Say goodbye to the yo-yo.
I want to start by saying that this is a slightly misleading title. Diets do work. They totally work. They help you get the weight off right? Exactly, so they work. But they also don’t work, because most of the time, the weight is off for a while, and then BAM! it’s back again, and this time it’s worse.
There are a number of reasons they don’t work.
1 – The results are only temporary. When you diet, you restrict your consumption for a period of time in order to achieve a result. The problem is that when you stop restricting your consumption, you’re back at square one. 95% of people who lose weight through dieting regain it within 1-5 years.
2 – Our body doesn’t like them. When we cut back on calories, our bodies perceive it as stress and work to conserve our fat, active inhibiting our weight loss.
3 – They suck. Do I need to get into this? Point 1, plus point 2 = sucky. If you work really hard, and hate your life essentially because you’re starving and progress is slow, and then once you stop all the weight comes back again, that would be kind of depressing.
4 – They don’t deal with the problem. When we’re overweight, our tendency is to think that the weight is the problem. The weight isn’t the problem, the thing that caused the weight gain is the problem: our eating habits. A diet gets rid of the weight yes, but it doesn’t actually address the way you eat so that you can avoid ending up in the same situation again.
5 – It can lead to potentially harmful behaviours.
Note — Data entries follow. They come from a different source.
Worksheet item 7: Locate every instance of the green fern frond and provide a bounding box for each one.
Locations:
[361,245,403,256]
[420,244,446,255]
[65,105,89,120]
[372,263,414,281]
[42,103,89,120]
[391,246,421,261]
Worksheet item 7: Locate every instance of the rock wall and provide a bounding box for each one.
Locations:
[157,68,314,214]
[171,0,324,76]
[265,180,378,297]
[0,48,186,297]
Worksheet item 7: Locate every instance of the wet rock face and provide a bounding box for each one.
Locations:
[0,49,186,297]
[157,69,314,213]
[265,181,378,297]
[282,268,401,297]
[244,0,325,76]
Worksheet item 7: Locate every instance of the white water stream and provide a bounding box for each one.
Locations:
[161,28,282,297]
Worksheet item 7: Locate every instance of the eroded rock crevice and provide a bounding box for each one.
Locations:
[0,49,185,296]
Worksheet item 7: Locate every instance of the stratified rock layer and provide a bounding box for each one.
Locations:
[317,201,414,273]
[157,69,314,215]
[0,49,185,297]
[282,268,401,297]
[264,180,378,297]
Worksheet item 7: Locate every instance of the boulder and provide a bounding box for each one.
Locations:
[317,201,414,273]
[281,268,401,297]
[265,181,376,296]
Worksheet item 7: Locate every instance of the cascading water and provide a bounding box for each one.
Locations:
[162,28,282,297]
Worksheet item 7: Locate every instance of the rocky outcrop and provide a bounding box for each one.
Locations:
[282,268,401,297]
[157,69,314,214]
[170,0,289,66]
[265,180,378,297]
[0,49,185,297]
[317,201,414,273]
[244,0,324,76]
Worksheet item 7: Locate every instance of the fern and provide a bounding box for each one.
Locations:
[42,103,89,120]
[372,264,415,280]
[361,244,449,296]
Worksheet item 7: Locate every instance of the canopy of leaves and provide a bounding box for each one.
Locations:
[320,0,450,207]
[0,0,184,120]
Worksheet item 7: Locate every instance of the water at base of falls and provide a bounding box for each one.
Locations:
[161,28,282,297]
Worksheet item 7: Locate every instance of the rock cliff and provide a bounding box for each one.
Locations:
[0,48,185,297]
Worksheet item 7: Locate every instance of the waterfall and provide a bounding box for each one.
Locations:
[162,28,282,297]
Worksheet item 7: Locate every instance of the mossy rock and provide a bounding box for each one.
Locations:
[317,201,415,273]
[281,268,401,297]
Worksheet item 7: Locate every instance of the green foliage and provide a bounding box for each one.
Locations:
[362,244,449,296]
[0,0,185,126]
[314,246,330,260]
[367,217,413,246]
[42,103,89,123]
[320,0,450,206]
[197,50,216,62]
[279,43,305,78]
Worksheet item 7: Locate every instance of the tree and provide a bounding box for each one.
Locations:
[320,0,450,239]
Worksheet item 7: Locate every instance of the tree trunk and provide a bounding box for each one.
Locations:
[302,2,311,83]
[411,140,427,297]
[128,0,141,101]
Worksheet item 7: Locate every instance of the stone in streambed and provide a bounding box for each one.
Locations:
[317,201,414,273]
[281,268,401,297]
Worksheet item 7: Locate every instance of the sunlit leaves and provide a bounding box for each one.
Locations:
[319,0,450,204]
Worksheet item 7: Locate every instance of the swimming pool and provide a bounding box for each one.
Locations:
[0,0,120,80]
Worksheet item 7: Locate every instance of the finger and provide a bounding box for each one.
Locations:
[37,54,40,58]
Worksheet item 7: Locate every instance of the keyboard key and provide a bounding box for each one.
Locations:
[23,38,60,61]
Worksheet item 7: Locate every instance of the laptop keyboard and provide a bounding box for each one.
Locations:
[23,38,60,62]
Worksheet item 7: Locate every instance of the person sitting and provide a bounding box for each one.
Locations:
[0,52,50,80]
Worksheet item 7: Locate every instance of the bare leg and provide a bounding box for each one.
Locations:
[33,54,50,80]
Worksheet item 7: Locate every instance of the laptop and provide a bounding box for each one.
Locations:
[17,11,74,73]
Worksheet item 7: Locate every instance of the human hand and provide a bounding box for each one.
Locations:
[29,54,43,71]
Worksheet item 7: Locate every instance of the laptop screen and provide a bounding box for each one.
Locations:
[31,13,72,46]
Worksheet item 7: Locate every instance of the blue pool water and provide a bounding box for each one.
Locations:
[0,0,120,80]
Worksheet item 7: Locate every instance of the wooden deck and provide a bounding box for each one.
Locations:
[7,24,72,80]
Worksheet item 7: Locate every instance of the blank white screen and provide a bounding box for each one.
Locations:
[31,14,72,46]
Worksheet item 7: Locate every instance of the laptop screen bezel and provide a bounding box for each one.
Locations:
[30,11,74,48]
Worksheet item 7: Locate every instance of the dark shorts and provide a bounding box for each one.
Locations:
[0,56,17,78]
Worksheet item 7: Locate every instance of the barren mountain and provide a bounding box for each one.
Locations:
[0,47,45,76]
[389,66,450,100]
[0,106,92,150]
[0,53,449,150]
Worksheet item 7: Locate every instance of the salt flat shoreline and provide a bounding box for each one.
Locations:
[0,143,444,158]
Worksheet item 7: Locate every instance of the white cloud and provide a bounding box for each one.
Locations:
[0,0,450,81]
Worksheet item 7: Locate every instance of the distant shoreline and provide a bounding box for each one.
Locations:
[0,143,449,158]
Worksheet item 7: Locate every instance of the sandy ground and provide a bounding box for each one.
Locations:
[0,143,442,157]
When weight loss is the goal, we have a tendency to become a little obsessive. We count calories down to decimal points and weigh everything. If we notice we’ve gained a pound instead of lost it, we punish ourselves. None of this is healthy behaviour. While it’s good to be aware of what we’re eating and how our bodies are doing, this is extreme. It’s especially extreme when you think that everyone’s weight fluctuates a little day to day, don’t freak about the scale!
Okay, so now that I’ve waffled on about why your diet doesn’t work, what can you do instead?
Go long. Think about the rest of your life (yes, I realise that’s a really long time). Think about how you want to feel for the rest of your life, what you’d like your life to look like, what things are important to you, vital vs preferable. Now find a way of eating that works with that. Be willing to make compromises, but remember that these are long term compromises.
Don’t try and ‘put a band aid on it’. Address the real issue. Look at the reason behind your weight gain. Are you unhappy? Is it that your bored? Are you just exhausted and too tired to think about what you’re eating? Or is it just that you don’t realise that a plain white bagel contains 400 calories but won’t keep you full and will send your sugar levels on a quick spike.
Educate yourself. Like I said, there is no quick fix. You have to be willing to find out about food. Learn about nutrients. Nothing too complicated, just the basics about carbohydrates, fat and protein. Experiment with food and see how your body reacts to figure out how it affects you. Make sure you feel full, not stuffed after each meal.
Give it time. This is a lifestyle you’re developing, so it’s going to take time. Be patient with yourself, give yourself time to figure stuff out, and don’t panic if you don’t see results right away.
Enjoy it. If you’re doing this for the rest of the life, it can’t suck. You need to find ways to enjoy it. Whether that’s buying new cookbooks and trying new recipes, or experimenting with eating more frequently, make sure you don’t hate it.